Activated P-PRP inhibited all strains, confirming the observations made in previous research works [7], [8], [13], [15]. Activated PPP showed the same activity of activated P-PRP. However, in the case of S. oralis and S. agalactiae, a tendency to a greater susceptibility for activated P-PRP was observed, with differences in MIC values equal to 2 dilutions. This trend may be due to the release of platelet-derived antimicrobial proteins, as suggested in a previous work [38]. Finally, platelets alone did not show any antibacterial activity. Taken together, these data seems to suggest that the antimicrobial activity of platelet concentrates against E. faecalis, S. agalactiae, S. oralis and S. aureus is sustained by a co-operation of plasma components and platelet-derived factors.

A recent study by Burnouf et al. tried to further understand which components in platelet concentrates might bear the antimicrobial activity, testing samples before and after heat complement inactivation [10]. The absence of any bacterial inhibition by any of the heat-treated plasma and platelet materials supported the idea that the plasma complement (and/or other heat-sensitive compounds) played the major role in the bacteriostatic properties of platelet concentrates. We tested heat-inactivated samples too (data not shown), confirming the results of Burnouf et al. despite the differences in the experimental design of our study (e.g. different protocol adopted for platelet concentrate production, different method used to evaluate microbial susceptibility, different bacterial strains tested, etc.). These results strengthen the hypothesis of an implication of plasma components in the antimicrobial activity of P-PRP.

We also evaluated the effect of platelet concentration on the antimicrobial activity of platelet concentrate, comparing the activity of 2-fold and 4-fold concentrated P-PRP. We observed that all of them had a similar antibacterial activity against the strains tested, independent of their platelet concentration. These results are consistent with the findings of previous studies showing no correlation between antimicrobial activity and the concentration of platelets in the blood and P-PRP [8], [9].

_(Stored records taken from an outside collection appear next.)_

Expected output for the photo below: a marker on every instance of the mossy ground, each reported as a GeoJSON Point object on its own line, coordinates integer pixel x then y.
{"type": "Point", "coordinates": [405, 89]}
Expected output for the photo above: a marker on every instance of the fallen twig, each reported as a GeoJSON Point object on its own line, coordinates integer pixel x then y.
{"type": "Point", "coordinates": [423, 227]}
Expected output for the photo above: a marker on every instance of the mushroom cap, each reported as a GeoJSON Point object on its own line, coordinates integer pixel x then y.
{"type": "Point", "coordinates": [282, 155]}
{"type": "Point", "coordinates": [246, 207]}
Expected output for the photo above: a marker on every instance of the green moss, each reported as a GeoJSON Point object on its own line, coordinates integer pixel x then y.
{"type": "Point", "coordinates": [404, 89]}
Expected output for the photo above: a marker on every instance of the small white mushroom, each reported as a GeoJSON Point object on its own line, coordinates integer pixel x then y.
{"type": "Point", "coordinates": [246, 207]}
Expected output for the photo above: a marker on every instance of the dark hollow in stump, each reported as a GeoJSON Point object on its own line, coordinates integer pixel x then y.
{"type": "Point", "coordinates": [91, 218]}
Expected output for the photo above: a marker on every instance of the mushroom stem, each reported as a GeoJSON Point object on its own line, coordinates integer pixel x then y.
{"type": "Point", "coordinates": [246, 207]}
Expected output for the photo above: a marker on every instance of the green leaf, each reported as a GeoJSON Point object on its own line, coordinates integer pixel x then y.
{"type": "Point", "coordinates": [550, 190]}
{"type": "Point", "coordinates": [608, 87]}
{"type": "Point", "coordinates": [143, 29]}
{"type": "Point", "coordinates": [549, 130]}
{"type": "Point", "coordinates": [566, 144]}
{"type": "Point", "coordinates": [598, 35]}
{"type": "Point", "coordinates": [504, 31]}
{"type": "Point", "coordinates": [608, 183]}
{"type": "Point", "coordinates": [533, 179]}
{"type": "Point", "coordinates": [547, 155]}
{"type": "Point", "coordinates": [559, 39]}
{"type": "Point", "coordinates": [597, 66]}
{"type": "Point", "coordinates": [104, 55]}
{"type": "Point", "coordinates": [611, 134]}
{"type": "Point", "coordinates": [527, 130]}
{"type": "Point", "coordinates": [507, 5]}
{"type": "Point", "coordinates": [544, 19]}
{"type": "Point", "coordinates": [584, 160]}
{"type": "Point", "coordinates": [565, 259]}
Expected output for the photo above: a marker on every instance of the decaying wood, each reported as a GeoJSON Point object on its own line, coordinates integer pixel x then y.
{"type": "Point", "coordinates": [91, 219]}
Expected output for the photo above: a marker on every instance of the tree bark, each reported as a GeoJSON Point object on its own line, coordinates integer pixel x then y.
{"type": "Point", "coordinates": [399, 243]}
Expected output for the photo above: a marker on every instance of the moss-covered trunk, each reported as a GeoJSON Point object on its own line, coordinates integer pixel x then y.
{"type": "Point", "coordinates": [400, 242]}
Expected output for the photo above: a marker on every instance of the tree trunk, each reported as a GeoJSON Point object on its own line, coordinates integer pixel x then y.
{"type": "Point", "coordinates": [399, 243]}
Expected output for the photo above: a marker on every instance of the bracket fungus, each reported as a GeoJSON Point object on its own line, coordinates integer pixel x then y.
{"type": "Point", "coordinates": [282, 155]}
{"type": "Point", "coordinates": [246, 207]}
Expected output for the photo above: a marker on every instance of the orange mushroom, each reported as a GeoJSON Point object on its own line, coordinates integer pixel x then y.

In addition, we observed that only activated materials were able to inhibit bacterial growth, suggesting that the activation of coagulation is a fundamental step.

Despite the clinical relevance of these results in terms of prevention of infections in surgery settings, future researches should better investigate the potential practical implications of the findings of this study as well as the modality of clinical application of platelet concentrates.